Cette erreur consiste à minimiser l’importance des règles qui gouverneront la relation entre associés. Beaucoup choisissent de rédiger eux-mêmes leurs statuts, à partir de modèles standardisés, parfois copiés-collés, voire générés en quelques secondes par une intelligence artificielle, convaincus que le jour où un désaccord surgirait, ils sauront en discuter calmement. C’est dans ce contexte que le pacte d’associés est absent… ou mal pensé. Pourtant, de nombreux choix structurants devraient être anticipés dès l’origine, ou à tout le moins en cours de vie sociale, tant que les relations sont sereines : politique de distribution des dividendes, règles de majorité pour les décisions engageant la société sur des montants significatifs, mécanismes d’exclusion, clauses de non-concurrence, ou organisation de la gouvernance en cas d’incapacité ou de décès d’un associé. Faute d’avoir été tranchés en amont, ces sujets deviennent explosifs lorsqu’ils surgissent dans l’urgence. Le pacte d’associés permet précisément d’y répondre. Contrairement aux statuts, il n’est pas publié au registre du commerce et des sociétés. Il offre donc un cadre confidentiel, souple et sur mesure, au service de l’intérêt social comme de celui des associés. Bien conçu, il constitue un véritable outil de paix sociale. En réalité, le pacte d’associés repose sur une idée contre-intuitive : si l’on veut préserver la paix entre associés, il faut accepter de prévoir juridiquement le conflit. Non pas pour le provoquer, mais pour l’empêcher.

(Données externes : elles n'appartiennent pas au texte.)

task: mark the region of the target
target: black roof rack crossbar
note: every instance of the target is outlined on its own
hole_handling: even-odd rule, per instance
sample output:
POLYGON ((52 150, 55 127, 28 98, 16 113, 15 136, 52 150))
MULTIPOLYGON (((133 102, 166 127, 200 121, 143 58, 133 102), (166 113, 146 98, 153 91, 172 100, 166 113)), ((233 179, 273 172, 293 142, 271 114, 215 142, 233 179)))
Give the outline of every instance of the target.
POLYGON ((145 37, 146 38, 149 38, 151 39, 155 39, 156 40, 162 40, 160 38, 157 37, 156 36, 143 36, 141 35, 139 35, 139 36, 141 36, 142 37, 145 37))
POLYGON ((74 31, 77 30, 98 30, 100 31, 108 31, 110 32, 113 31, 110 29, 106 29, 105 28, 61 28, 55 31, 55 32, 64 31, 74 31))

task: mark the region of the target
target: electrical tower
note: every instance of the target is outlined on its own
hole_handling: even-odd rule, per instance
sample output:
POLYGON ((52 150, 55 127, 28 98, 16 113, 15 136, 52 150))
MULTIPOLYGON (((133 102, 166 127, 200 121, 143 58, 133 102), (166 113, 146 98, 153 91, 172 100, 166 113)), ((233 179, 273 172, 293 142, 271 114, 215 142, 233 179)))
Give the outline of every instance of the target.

Il faut accepter de prévoir juridiquement le conflit. Non pas pour le provoquer, mais pour l’empêcher.
Maxence Perrin
Tant que la croissance est au rendez vous, les tensions restent invisibles. Puis survient un événement révélateur : opportunité de rachat, difficulté, désaccord stratégique, ou simple déséquilibre dans l’implication. C’est alors que tout peut basculer, à l’heure où le torchon brûle, alors même que la boussole de l’intérêt social devrait primer.
Un pacte bien rédigé ne sert pas à anticiper le pire, mais à organiser l’imprévu. Il fixe des règles du jeu claires lorsque les émotions prennent le dessus. À l’inverse, un pacte générique ou déconnecté de la réalité peut aggraver les tensions.
Le paradoxe est là : c’est précisément lorsque tout va bien qu’il faut y penser. Un pacte d’associés n’est ni un acte de défiance, ni un luxe juridique. C’est un marqueur de maturité entrepreneuriale. Dans une entreprise prospère, il ne fige pas l’avenir : il le sécurise.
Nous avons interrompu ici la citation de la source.